Seven GOP presidential hopefuls take the stage tonight at St. Anselm College in Manchester, New Hampshire. Much of the pre-debate coverage is focused on how Mitt Romney will handle his new status as the consensus front-runner, whether his rivals will spend more time attacking him rather than President Obama, and how well Michele Bachmann will fare in her first official foray on the campaign trail. I’ll be watching tonight less for those developments than for what the candidates have to say about foreign policy. If moderator John King asks the right questions, the conversation could get interesting.

One potential foreign policy flashpoint is Libya. Romney supports military action in Libya, as does Tim Pawlenty, though both complain about how President Obama has handled the military campaign. Newt Gingrich initially called on Obama to impose a no-fly zone on Libya, only to criticize the president for doing just that. Rick Santorum says he would have handled Libya differently without stating, as far as I can determine, what exactly he would have done. Ron Paul and Michele Bachmann were two of the eighty-seven Republicans who voted for the resolution that Rep.
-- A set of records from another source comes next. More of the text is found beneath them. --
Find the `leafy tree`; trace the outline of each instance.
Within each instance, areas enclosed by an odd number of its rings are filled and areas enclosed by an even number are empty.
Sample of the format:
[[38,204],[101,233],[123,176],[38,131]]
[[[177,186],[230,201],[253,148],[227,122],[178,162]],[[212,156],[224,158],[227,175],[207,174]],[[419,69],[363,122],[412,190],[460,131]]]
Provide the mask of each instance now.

Dennis Kucinich (D-Ohio) introduced earlier this month to require President Obama to end U.S. involvement in Libya within fifteen days.
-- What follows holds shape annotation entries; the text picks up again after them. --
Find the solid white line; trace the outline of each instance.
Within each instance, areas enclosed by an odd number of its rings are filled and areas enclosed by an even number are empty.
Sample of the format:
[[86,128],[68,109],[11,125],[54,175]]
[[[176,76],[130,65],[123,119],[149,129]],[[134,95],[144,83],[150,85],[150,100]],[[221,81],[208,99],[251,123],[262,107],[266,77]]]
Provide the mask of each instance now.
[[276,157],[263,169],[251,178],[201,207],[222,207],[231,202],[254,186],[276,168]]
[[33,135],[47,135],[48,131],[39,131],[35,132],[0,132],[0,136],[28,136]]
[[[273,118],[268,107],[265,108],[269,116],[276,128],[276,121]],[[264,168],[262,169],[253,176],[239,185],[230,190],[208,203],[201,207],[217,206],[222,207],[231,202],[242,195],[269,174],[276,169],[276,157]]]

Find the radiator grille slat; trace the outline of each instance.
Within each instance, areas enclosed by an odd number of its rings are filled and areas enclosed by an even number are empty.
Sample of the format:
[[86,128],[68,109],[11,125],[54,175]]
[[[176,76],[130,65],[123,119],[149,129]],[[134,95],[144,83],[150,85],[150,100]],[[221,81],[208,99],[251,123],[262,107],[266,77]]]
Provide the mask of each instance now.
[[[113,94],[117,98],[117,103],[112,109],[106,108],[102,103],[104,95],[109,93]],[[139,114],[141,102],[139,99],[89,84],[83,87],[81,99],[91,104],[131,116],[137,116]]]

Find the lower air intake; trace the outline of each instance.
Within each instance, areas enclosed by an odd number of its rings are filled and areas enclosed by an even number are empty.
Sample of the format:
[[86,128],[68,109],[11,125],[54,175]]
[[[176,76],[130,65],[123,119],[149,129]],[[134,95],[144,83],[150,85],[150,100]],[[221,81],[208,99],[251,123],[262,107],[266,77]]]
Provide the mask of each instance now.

The other flashpoint is Afghanistan. Romney calls Obama’s choice to “boost our effort in Afghanistan…the right course to take.” Pawlenty thinks that while the United States should start removing some troops from Afghanistan, he defers to U.S. military leaders on the details. Santorum believes that Obama “has done the right by trying to win in Afghanistan.” Paul calls Afghanistan “a major economic issue.” Gingrich warned back in 2010 that the war in Afghanistan is “not going to end well,” but hasn’t said much about what he would do to keep it from ending badly. Bachmann wants to see U.S. troops leave Iraq and Afghanistan, but like Pawlenty, she is willing to defer to the generals.
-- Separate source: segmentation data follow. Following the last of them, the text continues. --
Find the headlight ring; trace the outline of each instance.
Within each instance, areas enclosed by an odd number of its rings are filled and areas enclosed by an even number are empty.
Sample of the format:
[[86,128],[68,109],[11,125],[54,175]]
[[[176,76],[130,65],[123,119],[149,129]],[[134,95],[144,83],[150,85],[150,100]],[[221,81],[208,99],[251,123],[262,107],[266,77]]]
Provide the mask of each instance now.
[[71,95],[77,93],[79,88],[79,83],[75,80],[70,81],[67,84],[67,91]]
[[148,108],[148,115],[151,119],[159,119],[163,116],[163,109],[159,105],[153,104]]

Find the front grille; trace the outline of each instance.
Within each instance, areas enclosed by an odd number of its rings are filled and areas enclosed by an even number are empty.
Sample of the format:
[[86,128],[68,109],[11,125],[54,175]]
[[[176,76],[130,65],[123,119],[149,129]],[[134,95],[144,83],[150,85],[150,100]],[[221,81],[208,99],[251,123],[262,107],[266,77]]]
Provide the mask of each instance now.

I haven’t mentioned Herman Cain even though he will also be at St. Anselm tonight. That’s not an oversight. It’s because he isn’t saying what he would do on either Libya or Afghanistan on the grounds that as a private citizen he doesn’t have enough information to make an informed decision. As he put it in an interview last month, “I’m not real sure what we’re doing in Libya, or what the exit strategy is for Afghanistan.” When he was asked if we “still belong in Afghanistan,” Cain replied, “I can’t answer, because I don’t have all the information that the president has in making that determination.” When he was subsequently asked how he would have handled the Libya crisis, Cain said “I would have had a plan before it erupted…don’t quote me saying I would have gone to war. I don’t have enough of the facts.”